In this tutorial, we will see how to easily find all users that have been granted a specific role in MongoDB with MongoChef.
In MongoDB, users are defined for specific databases. Each user is then assigned a number of roles that in turn define the user’s privileges.
While MongoDB’s API makes it trivial to list all roles that a particular user has been granted, there is unfortunately no easy way for the reverse case where you want to find all users that have been granted a particular role, i.e. the role’s grantees.
Luckily, MongoChef makes it very easy to find those users.
List MongoDB Roles
First off, connected to your MongoDB server as a user that has sufficient privileges to manage users and roles.

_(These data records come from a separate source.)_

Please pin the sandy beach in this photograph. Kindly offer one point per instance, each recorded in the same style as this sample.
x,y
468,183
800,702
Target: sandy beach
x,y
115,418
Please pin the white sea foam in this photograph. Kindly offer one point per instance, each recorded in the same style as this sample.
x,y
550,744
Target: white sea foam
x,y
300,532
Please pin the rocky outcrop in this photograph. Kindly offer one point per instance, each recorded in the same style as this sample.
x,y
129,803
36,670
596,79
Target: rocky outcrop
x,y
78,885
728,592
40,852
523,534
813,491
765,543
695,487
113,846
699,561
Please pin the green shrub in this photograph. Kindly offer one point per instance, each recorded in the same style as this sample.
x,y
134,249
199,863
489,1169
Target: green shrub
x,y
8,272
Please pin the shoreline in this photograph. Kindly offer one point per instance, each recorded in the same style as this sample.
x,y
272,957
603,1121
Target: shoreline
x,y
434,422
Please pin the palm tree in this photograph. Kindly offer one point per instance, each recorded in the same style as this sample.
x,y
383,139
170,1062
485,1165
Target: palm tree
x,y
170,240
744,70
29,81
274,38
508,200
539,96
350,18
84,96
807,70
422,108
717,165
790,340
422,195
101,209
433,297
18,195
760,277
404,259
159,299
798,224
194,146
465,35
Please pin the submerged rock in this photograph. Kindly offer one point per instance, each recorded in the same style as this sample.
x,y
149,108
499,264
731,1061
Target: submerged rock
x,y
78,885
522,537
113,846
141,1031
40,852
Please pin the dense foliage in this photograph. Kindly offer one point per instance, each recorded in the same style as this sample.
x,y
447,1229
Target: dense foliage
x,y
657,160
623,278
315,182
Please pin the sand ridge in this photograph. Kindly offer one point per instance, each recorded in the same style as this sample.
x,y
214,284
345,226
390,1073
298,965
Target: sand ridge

Then, simply select the database that contains the role for which you want to find all grantees, and click the “Roles” icon in the toolbar.
Inspect Selected MongoDB Role
This will open the roles management tab for this database. Here, you can see all the built-in and user-defined roles created for the database.
Now, simply select the role for which you want to see all the users that have been granted that role. In our case, that is the user-defined role “rwAdmin”.
Then click the “Edit” button.
This opens the edit dialog for the select role.
By default, In the “Granted To” tab, you can see all grantees from the same database that the role is defined in.
In our case, that is natalie, paul, peter, and richard.
If you want to see all users from all databases that have been granted role “rwAdmin”, click the “Refresh for all DBs” button.
That’s it! You can now see all users from all databases that have been granted the role “rwAdmin” on our database “test”.
Modify MongoDB Role
In this view, you can now even conceptually add new users to this role. For this, click the “Add” button.
In the new dialog, you can choose users from any database that you want to add to the role. Of course, users in MongoDB are not really added to a role. Rather, under the hood, the selected users will be granted the role instead. Click “Add” to add the selected users.